Speak badly of the other person

A mistake that many people who have ended a relationship make is to go out and talk to other people badly about our ex-partner, this, even if you do not believe it, will also cause harm to you.

Well, nobody cares about your sermons to leave other people badly in many cases they will only laugh at the situation, you will also increase the resentment towards that person and that at all times they will suffer, you will be yourself.

· Be patient

Being married could have been known to many people, family, friends and other people, when divorce comes it will also be a boom for many people and they will want to find out what happened and will want to have an opinion.

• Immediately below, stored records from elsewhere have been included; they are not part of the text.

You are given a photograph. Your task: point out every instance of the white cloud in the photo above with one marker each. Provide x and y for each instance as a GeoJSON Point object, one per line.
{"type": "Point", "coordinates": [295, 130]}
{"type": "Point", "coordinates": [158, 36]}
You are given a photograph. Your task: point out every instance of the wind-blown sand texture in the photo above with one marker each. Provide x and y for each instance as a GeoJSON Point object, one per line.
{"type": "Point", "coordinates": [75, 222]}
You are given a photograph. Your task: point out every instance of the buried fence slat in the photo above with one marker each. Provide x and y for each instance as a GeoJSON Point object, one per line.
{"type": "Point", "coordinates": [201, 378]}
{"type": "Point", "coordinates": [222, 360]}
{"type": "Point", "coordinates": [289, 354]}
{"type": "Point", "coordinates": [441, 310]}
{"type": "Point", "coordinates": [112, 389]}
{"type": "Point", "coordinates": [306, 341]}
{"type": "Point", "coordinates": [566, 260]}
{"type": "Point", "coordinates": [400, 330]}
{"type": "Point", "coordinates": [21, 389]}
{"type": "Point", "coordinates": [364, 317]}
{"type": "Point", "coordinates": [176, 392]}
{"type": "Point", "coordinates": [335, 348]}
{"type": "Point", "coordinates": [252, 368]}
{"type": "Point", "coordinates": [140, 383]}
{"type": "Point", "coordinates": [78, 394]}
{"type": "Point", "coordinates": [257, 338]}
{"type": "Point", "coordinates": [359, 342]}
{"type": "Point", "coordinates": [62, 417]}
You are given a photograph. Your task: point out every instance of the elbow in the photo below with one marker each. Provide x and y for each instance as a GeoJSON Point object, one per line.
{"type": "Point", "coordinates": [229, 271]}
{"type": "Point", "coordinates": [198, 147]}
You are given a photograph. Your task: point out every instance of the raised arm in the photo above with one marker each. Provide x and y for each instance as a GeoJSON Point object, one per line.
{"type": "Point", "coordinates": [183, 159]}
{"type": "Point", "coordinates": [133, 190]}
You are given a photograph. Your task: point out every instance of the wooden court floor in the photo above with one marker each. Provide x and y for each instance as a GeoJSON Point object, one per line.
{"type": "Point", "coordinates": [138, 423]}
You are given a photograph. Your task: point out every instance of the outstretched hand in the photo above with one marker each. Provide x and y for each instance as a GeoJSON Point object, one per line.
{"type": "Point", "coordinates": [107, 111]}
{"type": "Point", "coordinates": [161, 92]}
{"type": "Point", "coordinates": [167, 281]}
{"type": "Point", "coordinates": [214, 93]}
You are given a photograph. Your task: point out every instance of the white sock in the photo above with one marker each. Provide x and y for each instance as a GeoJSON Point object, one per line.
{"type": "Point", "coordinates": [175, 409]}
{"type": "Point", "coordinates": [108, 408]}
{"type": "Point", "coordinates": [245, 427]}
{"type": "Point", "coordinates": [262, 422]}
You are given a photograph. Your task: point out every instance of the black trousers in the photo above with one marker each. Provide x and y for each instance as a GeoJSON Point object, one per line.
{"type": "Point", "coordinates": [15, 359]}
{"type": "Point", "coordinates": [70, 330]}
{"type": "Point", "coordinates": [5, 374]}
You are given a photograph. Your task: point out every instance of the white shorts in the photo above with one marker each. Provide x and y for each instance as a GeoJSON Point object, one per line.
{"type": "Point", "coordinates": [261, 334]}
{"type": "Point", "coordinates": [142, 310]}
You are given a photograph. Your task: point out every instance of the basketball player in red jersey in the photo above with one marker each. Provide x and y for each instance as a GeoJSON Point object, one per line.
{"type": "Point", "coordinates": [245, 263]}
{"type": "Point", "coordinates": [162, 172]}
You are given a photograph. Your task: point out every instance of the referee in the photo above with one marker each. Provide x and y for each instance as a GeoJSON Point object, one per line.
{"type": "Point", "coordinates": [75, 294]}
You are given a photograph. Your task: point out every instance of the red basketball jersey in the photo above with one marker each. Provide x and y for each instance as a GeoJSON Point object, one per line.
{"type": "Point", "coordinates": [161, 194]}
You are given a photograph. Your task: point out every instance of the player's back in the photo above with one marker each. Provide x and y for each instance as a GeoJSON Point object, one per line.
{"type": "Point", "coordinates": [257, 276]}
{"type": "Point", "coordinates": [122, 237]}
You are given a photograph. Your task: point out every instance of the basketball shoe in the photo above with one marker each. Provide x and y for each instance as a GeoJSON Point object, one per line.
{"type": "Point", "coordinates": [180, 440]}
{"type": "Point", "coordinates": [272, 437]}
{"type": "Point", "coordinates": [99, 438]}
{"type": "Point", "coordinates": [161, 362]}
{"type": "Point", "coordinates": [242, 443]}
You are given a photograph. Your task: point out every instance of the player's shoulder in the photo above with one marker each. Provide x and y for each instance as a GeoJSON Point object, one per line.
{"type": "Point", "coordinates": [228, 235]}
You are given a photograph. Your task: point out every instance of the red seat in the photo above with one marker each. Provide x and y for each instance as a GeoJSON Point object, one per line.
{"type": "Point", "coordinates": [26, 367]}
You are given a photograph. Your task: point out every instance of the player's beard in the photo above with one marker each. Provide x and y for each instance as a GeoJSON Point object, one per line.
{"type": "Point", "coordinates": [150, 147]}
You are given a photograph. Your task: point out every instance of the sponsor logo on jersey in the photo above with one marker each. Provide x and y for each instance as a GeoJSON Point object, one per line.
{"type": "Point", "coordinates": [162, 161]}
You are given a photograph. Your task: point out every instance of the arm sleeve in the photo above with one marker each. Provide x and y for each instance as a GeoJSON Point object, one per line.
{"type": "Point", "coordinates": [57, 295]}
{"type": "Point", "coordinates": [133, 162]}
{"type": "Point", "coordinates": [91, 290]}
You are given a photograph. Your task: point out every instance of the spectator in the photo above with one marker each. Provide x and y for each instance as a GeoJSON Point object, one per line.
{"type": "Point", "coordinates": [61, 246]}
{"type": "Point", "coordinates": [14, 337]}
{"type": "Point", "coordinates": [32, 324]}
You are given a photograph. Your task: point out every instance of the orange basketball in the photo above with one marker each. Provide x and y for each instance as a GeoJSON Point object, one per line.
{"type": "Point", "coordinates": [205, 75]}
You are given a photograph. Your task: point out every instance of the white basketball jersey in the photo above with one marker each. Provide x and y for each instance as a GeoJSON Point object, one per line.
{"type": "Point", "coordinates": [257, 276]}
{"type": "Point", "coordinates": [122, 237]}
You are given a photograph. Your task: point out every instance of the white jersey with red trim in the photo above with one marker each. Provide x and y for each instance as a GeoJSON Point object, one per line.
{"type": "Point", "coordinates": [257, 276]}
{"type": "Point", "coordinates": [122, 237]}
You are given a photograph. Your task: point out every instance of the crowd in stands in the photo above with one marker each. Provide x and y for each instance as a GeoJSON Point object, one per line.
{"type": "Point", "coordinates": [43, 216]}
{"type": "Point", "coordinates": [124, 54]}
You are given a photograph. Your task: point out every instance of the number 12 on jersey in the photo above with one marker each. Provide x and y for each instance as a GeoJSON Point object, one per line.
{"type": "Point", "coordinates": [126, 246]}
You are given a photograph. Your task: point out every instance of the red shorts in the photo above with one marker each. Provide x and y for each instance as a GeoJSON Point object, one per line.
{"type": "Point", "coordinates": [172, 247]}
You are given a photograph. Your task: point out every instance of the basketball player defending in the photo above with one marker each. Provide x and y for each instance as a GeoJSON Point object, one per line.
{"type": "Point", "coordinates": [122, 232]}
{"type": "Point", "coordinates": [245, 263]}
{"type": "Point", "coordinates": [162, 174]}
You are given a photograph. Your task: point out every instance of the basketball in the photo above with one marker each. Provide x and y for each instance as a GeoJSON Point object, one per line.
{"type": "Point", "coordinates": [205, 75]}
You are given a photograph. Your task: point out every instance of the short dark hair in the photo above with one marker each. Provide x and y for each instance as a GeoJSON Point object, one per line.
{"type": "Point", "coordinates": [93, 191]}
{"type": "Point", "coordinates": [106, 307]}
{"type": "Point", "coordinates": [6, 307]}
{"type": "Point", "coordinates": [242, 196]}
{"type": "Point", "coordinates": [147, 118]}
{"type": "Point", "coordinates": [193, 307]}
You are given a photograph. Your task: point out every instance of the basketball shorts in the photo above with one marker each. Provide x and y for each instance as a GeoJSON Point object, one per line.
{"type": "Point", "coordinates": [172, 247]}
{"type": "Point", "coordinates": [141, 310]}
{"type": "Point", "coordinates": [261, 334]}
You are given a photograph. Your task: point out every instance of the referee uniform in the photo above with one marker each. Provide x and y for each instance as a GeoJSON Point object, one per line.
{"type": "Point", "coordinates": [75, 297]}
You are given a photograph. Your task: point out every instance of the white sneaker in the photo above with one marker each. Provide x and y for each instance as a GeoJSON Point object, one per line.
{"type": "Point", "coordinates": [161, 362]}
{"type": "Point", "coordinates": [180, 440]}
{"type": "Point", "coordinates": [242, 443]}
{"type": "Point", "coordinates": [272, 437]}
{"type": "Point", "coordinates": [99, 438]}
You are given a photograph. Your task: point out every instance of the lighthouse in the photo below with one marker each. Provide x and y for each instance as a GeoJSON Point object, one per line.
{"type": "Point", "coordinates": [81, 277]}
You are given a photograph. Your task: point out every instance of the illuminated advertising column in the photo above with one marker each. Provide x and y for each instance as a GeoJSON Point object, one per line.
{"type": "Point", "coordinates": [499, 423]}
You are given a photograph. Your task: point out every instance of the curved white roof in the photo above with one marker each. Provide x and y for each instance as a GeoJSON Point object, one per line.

I suggest that you be very patient and prepare to face all this, when you least want it they will remind you of what happened and they will be attached to the information you give them to form their own book.

Do not give more information than you should

As I told you, people are very aware of what they can find out so that they can talk behind your back and invent even what it is not, then you will be in everyone’s language.

If you are going to talk about what happened, try to be a mature person and rather that you can advise and help you get ahead not unscrupulous people.

Tips to get over a divorce

Also follow the advice that I leave here so that you always keep them in mind when overcoming a divorce, the idea is to make the pain and healing quicker and more bearable.

Life does not end

Keep going that life continues and you are not going to die because of what happened to you, a divorce is not the end, rather it should be a reason to move on and learn.

Go on a trip

To avoid the bad influences of other people, it is better that you take time to go on a trip and detach yourself from everything that reminds you of your ex-partner.

Move-in

If it is within your means, it is best to change the home where you live with your ex-partner, even if you do not want it, everything will remind you of him or her.

Dedicate yourself to your children

Watch over your children and provide all the necessary support so that they do not feel abandoned, and make the situation more bearable.

Changelog

Pamper yourself, get a new cut or compare new clothes to strip away all the bad vibes that haunt you, plus you will look much better.

Put into practice each and every one of the tips and advice that I have given you, you will see how you can overcome the divorce in a less painful way.